Para esse grupo de comarcas, a segunda etapa terá início 14 dias após o início da primeira. É nesta fase que poderão adentrar ao Fórum os advogados, membros do Ministério Público e da Defensoria Pública federal e estadual, procuradores da União e autarquias, do Estado e dos Municípios, no horário das 14h às 18h.

A terceira etapa terá início 21 dias após o início da segunda etapa, quando poderão adentrar aos prédios do Judiciário o público externo em geral, que efetivamente possua necessidade de atendimento presencial, devendo ser incentivada a utilização do atendimento remoto pelos meios tecnológicos disponíveis.

Prazos processuais, audiências e sessões

Os prazos processuais dos processos físicos e híbridos permanecerão suspensos durante a primeira etapa e só voltarão a tramitar 14 dias após o início da segunda etapa.
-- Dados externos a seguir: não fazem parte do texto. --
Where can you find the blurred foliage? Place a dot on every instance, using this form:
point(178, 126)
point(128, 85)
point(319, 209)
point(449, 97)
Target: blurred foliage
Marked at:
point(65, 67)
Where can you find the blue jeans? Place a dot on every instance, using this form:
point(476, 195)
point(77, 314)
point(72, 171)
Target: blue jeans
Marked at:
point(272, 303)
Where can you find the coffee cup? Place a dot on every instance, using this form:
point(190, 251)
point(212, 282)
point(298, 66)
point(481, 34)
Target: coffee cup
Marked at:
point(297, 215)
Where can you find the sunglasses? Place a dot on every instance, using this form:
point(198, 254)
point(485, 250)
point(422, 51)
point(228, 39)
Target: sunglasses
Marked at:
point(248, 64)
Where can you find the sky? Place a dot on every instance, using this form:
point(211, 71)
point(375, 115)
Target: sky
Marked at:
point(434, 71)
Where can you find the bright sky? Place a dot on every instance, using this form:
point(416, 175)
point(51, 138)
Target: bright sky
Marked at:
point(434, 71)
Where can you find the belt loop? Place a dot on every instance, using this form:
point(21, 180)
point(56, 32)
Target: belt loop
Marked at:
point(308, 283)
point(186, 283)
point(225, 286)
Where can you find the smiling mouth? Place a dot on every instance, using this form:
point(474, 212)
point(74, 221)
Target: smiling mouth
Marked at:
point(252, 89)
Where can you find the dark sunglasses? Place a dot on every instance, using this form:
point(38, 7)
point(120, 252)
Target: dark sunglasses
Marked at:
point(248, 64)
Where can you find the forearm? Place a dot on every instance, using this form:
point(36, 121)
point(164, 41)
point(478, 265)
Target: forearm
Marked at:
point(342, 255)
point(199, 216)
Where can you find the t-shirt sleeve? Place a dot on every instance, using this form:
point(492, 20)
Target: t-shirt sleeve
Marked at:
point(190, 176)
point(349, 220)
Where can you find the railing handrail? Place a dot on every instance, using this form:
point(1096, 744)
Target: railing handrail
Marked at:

As audiências, sessões do Tribunal do Júri, das Turmas Recursais e do Tribunal, na modalidade presencial, poderão ocorrer com o início da quarta etapa, que deve se dar 30 dias após o início da terceira etapa, nas comarcas que apresentarem classificação de risco Baixo. Nesta fase também será autorizada a realização de perícias, entrevistas e avaliações presenciais, devendo, entretanto, ser incentivada a realização de modo virtual, nas situações em que houver possibilidade.

Importante destacar que estritamente nos casos de impossibilidade de realização de atos processuais por meio dos recursos tecnológicos disponíveis, e desde que devidamente fundamentados pelo magistrado nas comarcas classificadas com risco Baixo e Moderado, será possível realizar, na forma presencial, desde que já tenha transcorrido uma semana do início da terceira etapa, os seguintes atos: audiências e sessões plenárias do júri que envolvam réu preso; audiências de custódia, se não houver restrição informada pelos órgãos de segurança pública; audiências relativas a processos que envolvam adolescentes internados em conflito com a lei; crianças e adolescentes em situação de acolhimento institucional e familiar; e outras situações reconhecidas pelo magistrado para fins de evitar perecimento de direito.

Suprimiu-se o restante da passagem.